It starts with a heartbeat. The first question asks students to distinguish what they hear: Is it normal or abnormal? MurmurQuiz, an online training system, challenges medical students and practitioners to improve the skill of auscultation, or diagnosing heart disease with a stethoscope.
Created by cardiologist Reid Thompson, pediatric cardiology fellow Gary Beasley and the Johns Hopkins Technology Innovation Center, MurmurQuiz presents a picture of a patient’s chest and asks the user to decide where to listen, how to use the stethoscope, and whether to listen to the patient sitting, standing or lying down.
After listening, the student answers multiple-choice questions to pinpoint any abnormalities in the heart sounds and link them to the most likely diagnosis. “You interact as you would in the clinic to formulate a diagnosis,” says Beasley.
Thompson began recording heart sounds in 1997 following a period when the use of a stethoscope declined significantly, when ultrasound became the gold-standard method for diagnosing heart conditions. Today, just 20 percent of clinicians are proficient at auscultation.
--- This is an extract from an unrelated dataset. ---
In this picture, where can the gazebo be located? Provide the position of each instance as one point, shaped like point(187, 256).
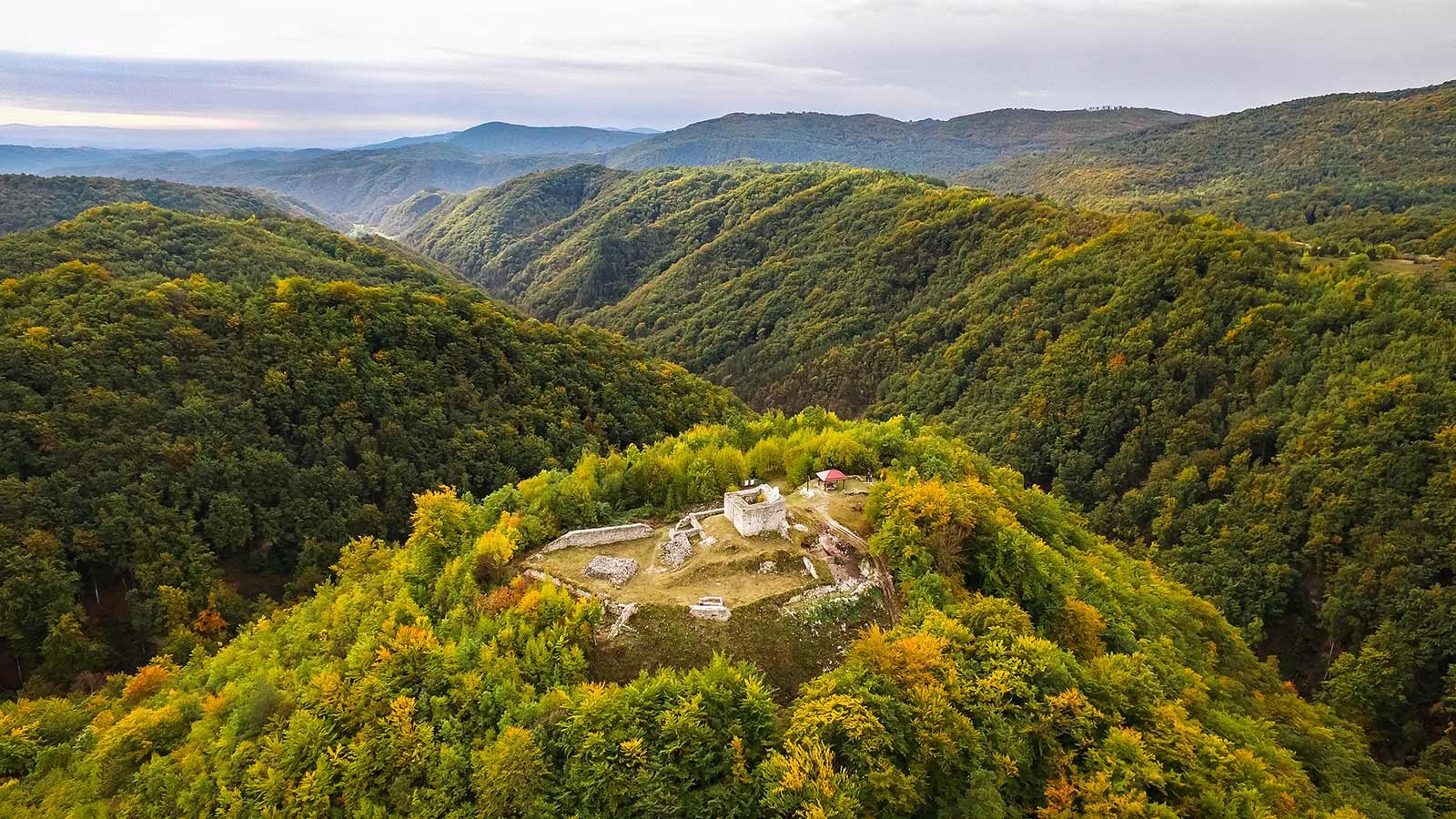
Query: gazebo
point(832, 479)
To help students and clinicians hone their skills, Thompson created a free online virtual cardiac clinic in 1999—MurmurLab—where users could listen to more than 5,000 sounds from over 1,000 patients. MurmurQuiz is the new iteration of this project, offering an interactive, gamelike experience that saves students’ results and tracks their progress.
Eventually, Thompson hopes these efforts will help devise a way to accurately test proficiency of auscultation for board exams. In the meantime, MurmurQuiz is being used by medical students and residents at The Johns Hopkins Hospital and will be available to users outside of the organization later this year.